Per ottenere la massima aderenza e coerenza con il paesaggio da rappresentare il pittore veneziano era solito avvalersi della camera ottica, utilizzata anche per la creazione di questo meraviglioso dipinto che raffigura uno scorcio del Canal Grande con le immancabili gondole e una veduta della Basilica della Salute ed è stato realizzato come ex voto della città per la salute ritrovata dopo l’ennesima pestilenza. La prospettiva è quella che si ha da una finestra del loggiato dell’Abbazia di San Gregorio, il luogo in cui venne realizzato il quadro e lo stesso nel quale verrà nuovamente esposto. Proveniente dalla Collezione Terruzzi, l’opera sarà infatti allestita dal 10 novembre al 27 dicembre (con orario continuato 24 ore su 24) negli spazi dell’Abbazia, di proprietà della famiglia Buziol.

«Più che una mostra vuol essere soprattutto un’esperienza emozionale», fanno sapere gli organizzatori che non a caso hanno programmato l’esposizione nel periodo in cui in città si festeggia la Madonna della Salute.

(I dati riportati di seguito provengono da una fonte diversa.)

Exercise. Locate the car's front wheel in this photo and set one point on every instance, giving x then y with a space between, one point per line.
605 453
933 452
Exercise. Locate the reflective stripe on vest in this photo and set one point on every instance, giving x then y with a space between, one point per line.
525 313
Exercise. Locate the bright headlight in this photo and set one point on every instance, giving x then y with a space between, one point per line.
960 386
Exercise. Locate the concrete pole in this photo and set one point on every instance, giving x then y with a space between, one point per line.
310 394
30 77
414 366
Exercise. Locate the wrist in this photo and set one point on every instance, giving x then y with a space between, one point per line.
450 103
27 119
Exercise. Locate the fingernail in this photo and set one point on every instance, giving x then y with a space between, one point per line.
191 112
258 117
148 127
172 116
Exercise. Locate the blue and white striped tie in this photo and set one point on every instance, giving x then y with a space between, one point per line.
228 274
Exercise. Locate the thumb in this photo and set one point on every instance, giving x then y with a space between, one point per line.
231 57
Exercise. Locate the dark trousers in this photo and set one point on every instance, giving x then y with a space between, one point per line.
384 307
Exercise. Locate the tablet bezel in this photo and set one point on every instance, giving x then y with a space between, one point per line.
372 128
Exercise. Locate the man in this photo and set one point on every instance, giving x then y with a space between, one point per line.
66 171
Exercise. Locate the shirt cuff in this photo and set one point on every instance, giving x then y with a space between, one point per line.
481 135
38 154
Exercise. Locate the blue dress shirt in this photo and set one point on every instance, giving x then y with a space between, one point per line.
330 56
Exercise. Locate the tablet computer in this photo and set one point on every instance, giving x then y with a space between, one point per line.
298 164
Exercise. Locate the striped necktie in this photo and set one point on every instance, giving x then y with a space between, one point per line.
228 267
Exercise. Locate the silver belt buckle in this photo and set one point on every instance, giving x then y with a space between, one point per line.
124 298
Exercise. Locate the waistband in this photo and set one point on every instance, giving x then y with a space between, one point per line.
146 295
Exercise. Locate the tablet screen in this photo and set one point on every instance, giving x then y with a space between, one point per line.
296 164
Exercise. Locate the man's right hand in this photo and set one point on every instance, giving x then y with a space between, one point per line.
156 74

Un video realizzato dal regista e sceneggiatore Francesco Patierno introdurrà l’opera dell’artista veneziano ai visitatori dell’esposizione che, però, non sarà alla portata di chiunque. Per accedere alle sale dell’Abbazia di San Gregorio bisognerà infatti prenotarsi ma, soprattutto, essere disposti a sborsare cifre stellari. L’unica nota stonata è proprio rappresentata dal costo dei biglietti: da un minimo di 35 euro a testa per una visita diurna di gruppo (otto persone) si passa ai 50 euro a testa per una visita notturna sempre di gruppo. Il prezzo sale e di molto per chi è intenzionato ad ammirare l’eccezionale dipinto in solitaria: in questo caso il costo è di 280 euro per la visita diurna e 400 euro per quella notturna.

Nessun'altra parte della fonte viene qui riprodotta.